English | Nederlands

VRIES, Jan Pieter Marie Laurens de (1890-1964)

Vries, Jan Pieter Marie Laurens de, germanist en volkskundige (Amsterdam 11-2-1890 - Utrecht 23-7-1964). Zoon van Laurens de Vries, hoofdonderwijzer, en Anthonetta Christina Vermast. Op 19-10-1915 gehuwd met Maria Machteld Vogel. Uit dit huwelijk werden 1 zoon en 2 dochters geboren.

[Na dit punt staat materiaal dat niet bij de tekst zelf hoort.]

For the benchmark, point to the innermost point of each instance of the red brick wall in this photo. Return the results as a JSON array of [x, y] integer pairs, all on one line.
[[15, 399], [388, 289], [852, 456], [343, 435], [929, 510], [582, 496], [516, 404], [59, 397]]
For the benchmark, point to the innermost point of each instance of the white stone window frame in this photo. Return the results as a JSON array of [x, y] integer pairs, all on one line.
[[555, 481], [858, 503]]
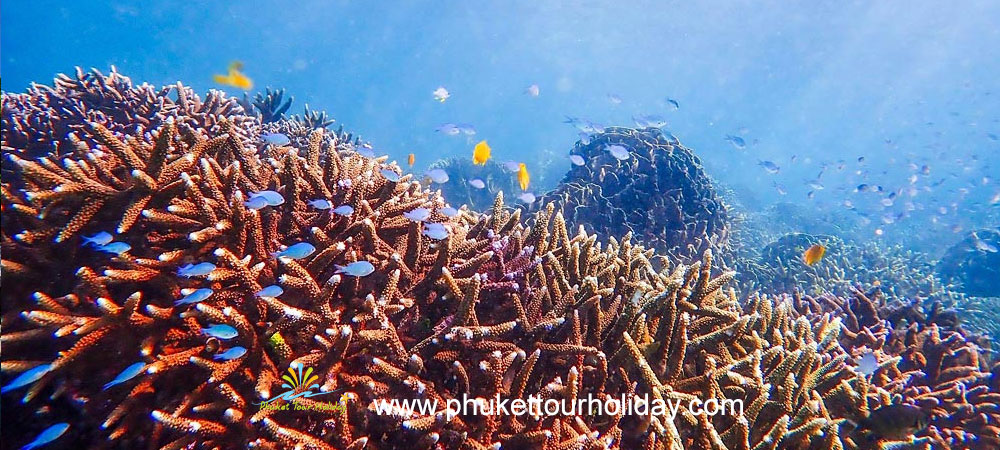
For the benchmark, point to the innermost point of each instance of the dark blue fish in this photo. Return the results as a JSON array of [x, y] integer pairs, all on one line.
[[230, 354], [276, 139], [50, 434], [129, 373], [220, 331], [196, 270], [296, 251], [115, 248], [99, 239], [26, 378], [196, 296], [270, 291]]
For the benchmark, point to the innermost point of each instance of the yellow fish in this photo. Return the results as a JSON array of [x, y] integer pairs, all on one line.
[[522, 176], [235, 78], [481, 154], [813, 254]]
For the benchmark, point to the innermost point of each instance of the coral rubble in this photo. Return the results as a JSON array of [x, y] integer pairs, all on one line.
[[659, 193], [503, 307]]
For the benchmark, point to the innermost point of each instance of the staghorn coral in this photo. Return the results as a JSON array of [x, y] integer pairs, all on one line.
[[461, 170], [660, 194], [503, 307]]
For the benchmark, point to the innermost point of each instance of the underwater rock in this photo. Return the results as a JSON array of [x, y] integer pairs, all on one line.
[[974, 263], [647, 184], [503, 307], [458, 191]]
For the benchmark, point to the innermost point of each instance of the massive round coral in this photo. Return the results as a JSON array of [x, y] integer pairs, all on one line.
[[659, 193]]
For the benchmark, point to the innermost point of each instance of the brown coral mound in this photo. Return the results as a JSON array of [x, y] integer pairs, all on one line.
[[660, 194], [500, 308]]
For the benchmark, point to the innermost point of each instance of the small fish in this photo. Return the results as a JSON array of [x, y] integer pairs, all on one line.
[[321, 203], [441, 94], [195, 296], [435, 231], [99, 239], [273, 198], [271, 291], [220, 331], [230, 354], [116, 248], [481, 153], [466, 129], [868, 364], [276, 139], [523, 178], [343, 210], [737, 141], [418, 214], [296, 251], [195, 270], [437, 175], [256, 203], [618, 152], [48, 435], [356, 269], [448, 128], [813, 254], [895, 421], [129, 373], [390, 175], [30, 376], [235, 77], [769, 166]]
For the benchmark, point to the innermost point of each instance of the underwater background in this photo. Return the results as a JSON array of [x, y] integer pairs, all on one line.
[[827, 170]]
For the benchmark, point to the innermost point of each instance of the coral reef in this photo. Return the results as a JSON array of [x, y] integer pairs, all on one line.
[[503, 307], [458, 191], [974, 263], [659, 193]]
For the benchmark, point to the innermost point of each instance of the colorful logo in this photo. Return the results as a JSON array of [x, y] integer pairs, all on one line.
[[294, 380]]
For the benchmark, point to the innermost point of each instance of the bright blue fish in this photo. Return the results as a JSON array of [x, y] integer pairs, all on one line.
[[272, 198], [129, 373], [296, 251], [390, 175], [195, 270], [270, 291], [276, 139], [418, 214], [220, 331], [231, 354], [356, 269], [435, 231], [98, 239], [50, 434], [27, 377], [320, 204], [256, 203], [116, 248], [198, 295]]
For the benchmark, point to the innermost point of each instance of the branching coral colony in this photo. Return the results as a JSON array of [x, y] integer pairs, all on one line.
[[500, 306]]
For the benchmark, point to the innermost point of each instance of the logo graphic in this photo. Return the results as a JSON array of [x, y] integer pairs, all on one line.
[[295, 379]]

De Vries bewaarde aan zijn jeugdjaren in Amsterdam slechte herinneringen: in zijn necrologie maakt dr. P.J. Meertens gewag van een sombere sfeer in het ouderlijk huis en van een voortgejaagd worden op verschillende scholen. Werd de begaafde zoon hier slachtoffer van de ambities van de vader? Zijn studies vonden in elk geval onverdroten voortgang: na de HBS en het staatsexamen gymnasium volgde in 1909 de studie Nederlands en germanistiek aan de Universiteit van Amsterdam, met cum laude afgelegde kandidaats- en doctoraal examens, en bekroond met een eveneens met lof verdedigde dissertatie bij prof.dr. R.C. Boer op Studiën over Faerörsche balladen in 1915. Het jaar daarvoor was De Vries in verband met het uitbreken van de wereldoorlog gemobiliseerd; een groot deel van de oorlog lag hij in Brabant in garnizoen. De neerslag ervan is te vinden in de onder het pseudoniem Jan van Lokeren gepubliceerde roman Een enkeling in de massa (1918), een titel die de inhoud voldoende weergeeft. In 1919 volgde een aanstelling tot leraar Nederlands aan de gemeentelijke HBS te Arnhem. In die stad kwam De Vries in een kring waarin ook mensen als Jan Greshoff, Albert Besnard en Bernard Verhoeven, alsmede de Italiaanse fascist Giacomino Antonini te vinden waren. Met uitzondering van Verhoeven, zo schreef Greshoff in zijn onder pseudoniem Otto P. Reys gepubliceerde Dichters in het koffyhuis (1925), leek 'geen van de aanwezige heeren... een bewonderaar der democratie en van het parlementaire stelsel' (ibidem, 60). De wat stille De Vries, merkte Gresshoff verder op, kwam in dat gezelschap juist los wanneer de nadelen der democratie aan de orde kwamen. Intussen toonde de jonge leraar zich een harde werker: samen met Greshoff voltooide hij in 1925 een eendelige Geschiedenis der Nederlandsche letterkunde, terwijl voorts de Scandinavische letterkunde zijn grage aandacht genoot, zoals o.a. blijkt uit zijn Henrik Ibsen (1924) en enkele vertalingen. Deze werken waren de vruchten van een studieverblijf in Noorwegen, dat mogelijk was geworden door een hem toegekend stipendium.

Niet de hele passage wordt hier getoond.